Central Pollution Control Board of India estimates that the quantum of e-waste generation would exceed 0.8 million TPD and individual household contribution would be 15%. A simple projection of the popularity that electrical and electronic good are getting particularly in Indian economics scenario, it would well jump 2 million TPD by 2017. And apart from contributing to the e-waste to be around 20% by then, no agency has ever come up with the amount that remains hidden in the precincts of individual household. That could be a mammoth another 30% making the total e-waste generation by 2020 to be more than 3 MTPD by 2020. I doubt if e-waste rotting in millions of repair shops nationwide has been reckoned with in such census.
We, greedy Indians are in a mess. This is a catch-22, a paradoxical situation from which an individual cannot escape because of contradictory rules. The way thing is this household waste which remains unaccounted by public census, in a very short time, may become a huge bulging belly of residential houses.

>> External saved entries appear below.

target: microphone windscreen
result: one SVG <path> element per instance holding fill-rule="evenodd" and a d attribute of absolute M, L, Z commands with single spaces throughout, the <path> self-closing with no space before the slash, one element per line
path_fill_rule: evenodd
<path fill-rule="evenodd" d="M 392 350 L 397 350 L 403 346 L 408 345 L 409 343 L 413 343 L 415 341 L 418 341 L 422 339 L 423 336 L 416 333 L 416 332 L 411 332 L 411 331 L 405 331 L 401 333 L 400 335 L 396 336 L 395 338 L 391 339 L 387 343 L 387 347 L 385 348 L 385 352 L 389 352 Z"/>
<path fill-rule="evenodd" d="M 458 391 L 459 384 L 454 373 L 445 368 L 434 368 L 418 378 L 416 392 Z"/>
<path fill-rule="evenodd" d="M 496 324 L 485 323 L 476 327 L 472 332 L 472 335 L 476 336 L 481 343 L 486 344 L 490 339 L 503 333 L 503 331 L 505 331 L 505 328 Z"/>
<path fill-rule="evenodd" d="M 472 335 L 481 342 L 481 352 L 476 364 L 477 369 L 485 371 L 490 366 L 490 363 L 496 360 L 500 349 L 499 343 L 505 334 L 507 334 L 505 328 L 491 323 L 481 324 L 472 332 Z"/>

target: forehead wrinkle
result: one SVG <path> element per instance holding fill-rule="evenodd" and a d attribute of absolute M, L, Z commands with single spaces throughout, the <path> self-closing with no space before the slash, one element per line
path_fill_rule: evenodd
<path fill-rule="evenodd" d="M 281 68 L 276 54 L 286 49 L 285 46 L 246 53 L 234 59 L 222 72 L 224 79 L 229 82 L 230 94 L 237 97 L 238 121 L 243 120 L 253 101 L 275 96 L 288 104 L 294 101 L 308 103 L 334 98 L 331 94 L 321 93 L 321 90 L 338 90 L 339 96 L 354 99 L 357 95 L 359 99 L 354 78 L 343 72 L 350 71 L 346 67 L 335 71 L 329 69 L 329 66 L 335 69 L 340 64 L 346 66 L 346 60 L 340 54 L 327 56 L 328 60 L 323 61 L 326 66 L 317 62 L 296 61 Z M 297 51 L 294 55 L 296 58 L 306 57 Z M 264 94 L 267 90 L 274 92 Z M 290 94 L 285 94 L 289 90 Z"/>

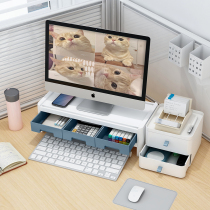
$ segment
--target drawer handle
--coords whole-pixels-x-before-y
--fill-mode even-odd
[[[164,147],[167,147],[168,145],[169,145],[169,141],[165,141],[163,144]]]
[[[158,173],[161,173],[162,169],[163,169],[163,167],[162,167],[162,166],[158,166],[158,168],[157,168],[157,172],[158,172]]]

I had around 500 KG of such e-waste in my house namely desk top computer, laptops, dot matrix printer, ink jet printer, UPS, stabilizers, radio, inverter, ceiling fans, food processer, washing machine, end-of-life scooter etc. waiting anxiously for fetching reasonably good resale price. After years of waiting, recently, a major bulk went to neighborhood scrap merchant
Finally, some good sense crept into my mindset. I donated most of workable or needing some reconditioning e-products to a nearby village school. In return, I am invited to their routine functions. The teachers also bid me regards when I come across.

My house now has the much needed breathing space. I am happy.